Les commissions publiques les plus désastreuses ont été celles qui examinaient le passé pour enquêter sur des crimes allégués. Une bonne enquête policière peut dévoiler des faits d'une manière bien plus efficace qu'une commission. En fait, les commissions publiques ont souvent l'effet de compromettre la preuve qui aurait été nécessaire pour assurer l'assise d'une accusation criminelle. Par ailleurs, une commission n'a pas le pouvoir de condamner un malfaiteur. Sans parler du cirque médiatique qui peut en découler. Nos commissions ressemblent davantage à des chasses aux sorcières qu'à des enquêtes ayant comme objectifs de renouveler nos politiques publiques: bon spectacle, mauvais résultat!

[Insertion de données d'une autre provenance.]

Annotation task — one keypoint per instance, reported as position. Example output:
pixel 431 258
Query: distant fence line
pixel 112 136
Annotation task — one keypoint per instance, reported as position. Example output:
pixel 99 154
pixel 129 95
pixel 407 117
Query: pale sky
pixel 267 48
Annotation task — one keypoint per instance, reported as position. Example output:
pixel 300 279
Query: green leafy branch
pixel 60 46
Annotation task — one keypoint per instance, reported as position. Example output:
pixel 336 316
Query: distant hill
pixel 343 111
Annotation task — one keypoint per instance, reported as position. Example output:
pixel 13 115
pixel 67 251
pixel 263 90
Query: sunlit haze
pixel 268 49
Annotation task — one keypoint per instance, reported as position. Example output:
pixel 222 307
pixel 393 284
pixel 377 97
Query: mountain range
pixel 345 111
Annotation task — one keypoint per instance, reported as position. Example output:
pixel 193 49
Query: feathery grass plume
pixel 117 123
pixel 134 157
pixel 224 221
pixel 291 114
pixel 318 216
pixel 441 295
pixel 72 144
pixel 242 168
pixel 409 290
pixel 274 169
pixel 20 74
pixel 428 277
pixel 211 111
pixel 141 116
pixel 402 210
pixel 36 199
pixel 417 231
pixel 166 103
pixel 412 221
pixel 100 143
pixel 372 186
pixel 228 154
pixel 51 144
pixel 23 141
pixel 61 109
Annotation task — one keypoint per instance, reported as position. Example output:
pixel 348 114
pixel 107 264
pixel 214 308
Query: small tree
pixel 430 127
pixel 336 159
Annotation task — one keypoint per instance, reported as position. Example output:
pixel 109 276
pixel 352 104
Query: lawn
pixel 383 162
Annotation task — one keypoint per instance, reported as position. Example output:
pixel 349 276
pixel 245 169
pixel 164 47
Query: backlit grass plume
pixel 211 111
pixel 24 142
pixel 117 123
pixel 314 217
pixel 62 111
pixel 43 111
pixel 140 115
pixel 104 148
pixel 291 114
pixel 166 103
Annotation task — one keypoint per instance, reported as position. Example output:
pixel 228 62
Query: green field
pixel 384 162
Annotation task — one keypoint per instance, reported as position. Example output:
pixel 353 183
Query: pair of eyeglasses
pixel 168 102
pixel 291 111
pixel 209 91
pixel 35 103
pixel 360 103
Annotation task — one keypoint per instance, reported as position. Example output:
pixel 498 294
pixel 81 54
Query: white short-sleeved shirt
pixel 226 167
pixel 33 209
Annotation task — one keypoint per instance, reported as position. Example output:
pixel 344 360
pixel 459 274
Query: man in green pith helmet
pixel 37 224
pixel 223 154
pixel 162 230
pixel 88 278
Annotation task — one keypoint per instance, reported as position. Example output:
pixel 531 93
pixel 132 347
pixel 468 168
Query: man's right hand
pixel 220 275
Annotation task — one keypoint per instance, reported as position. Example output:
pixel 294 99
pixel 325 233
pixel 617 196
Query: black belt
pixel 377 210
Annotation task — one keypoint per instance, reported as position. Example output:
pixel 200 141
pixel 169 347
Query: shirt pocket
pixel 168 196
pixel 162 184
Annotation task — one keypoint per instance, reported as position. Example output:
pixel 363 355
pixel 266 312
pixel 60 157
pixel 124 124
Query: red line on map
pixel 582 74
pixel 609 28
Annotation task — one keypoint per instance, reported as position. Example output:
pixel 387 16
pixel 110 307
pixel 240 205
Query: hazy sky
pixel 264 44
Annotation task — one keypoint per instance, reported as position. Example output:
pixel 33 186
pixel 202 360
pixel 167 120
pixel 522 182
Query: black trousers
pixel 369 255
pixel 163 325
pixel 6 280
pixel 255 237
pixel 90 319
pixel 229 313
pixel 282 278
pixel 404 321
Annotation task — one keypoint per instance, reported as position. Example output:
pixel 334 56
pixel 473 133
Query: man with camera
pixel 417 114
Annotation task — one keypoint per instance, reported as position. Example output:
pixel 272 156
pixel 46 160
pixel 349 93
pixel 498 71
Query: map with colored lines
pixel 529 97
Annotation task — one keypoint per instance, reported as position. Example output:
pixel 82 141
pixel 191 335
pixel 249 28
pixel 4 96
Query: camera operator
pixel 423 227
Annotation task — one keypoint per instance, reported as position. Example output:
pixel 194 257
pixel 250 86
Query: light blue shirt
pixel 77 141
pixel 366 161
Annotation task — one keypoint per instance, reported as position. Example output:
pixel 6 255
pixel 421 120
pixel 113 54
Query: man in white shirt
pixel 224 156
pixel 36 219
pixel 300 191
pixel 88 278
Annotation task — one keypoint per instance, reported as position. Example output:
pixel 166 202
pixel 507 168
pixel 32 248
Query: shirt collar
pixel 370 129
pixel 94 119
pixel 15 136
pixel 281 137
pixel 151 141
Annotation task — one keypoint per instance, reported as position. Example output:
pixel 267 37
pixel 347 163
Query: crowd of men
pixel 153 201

S'assurer que le dossier de l'industrie de la construction avance demande ainsi que nous soyons capables de faire la distinction entre ce regard vers le passé et celui vers le futur.
Règles du droit criminel
Nous devrions examiner le passé à l'aide d'un processus qui a fait ses preuves: le système de justice pénale. Bien sûr, la situation actuelle semble toucher un si grand nombre d'intervenants et être si importante que des mesures spéciales sont nécessaires. Mais celles-ci doivent découler des règles normales du droit criminel.
Le gouvernement devrait nommer immédiatement, parmi ses procureurs les plus expérimentés, un «procureur spécial» pouvant prendre en charge le dossier. Celui-ci devrait se voir allouer un budget à la hauteur lui permettant de faire toutes les démarches et actions nécessaires. Ce procureur spécial devrait pouvoir compter sur des ressources policières adéquates lui permettant de mener à bien ses dossiers. Il devrait avoir en outre l'autorisation d'engager assez de personnel pour s'assurer que les criminels soient le plus rapidement possible traduits en justice.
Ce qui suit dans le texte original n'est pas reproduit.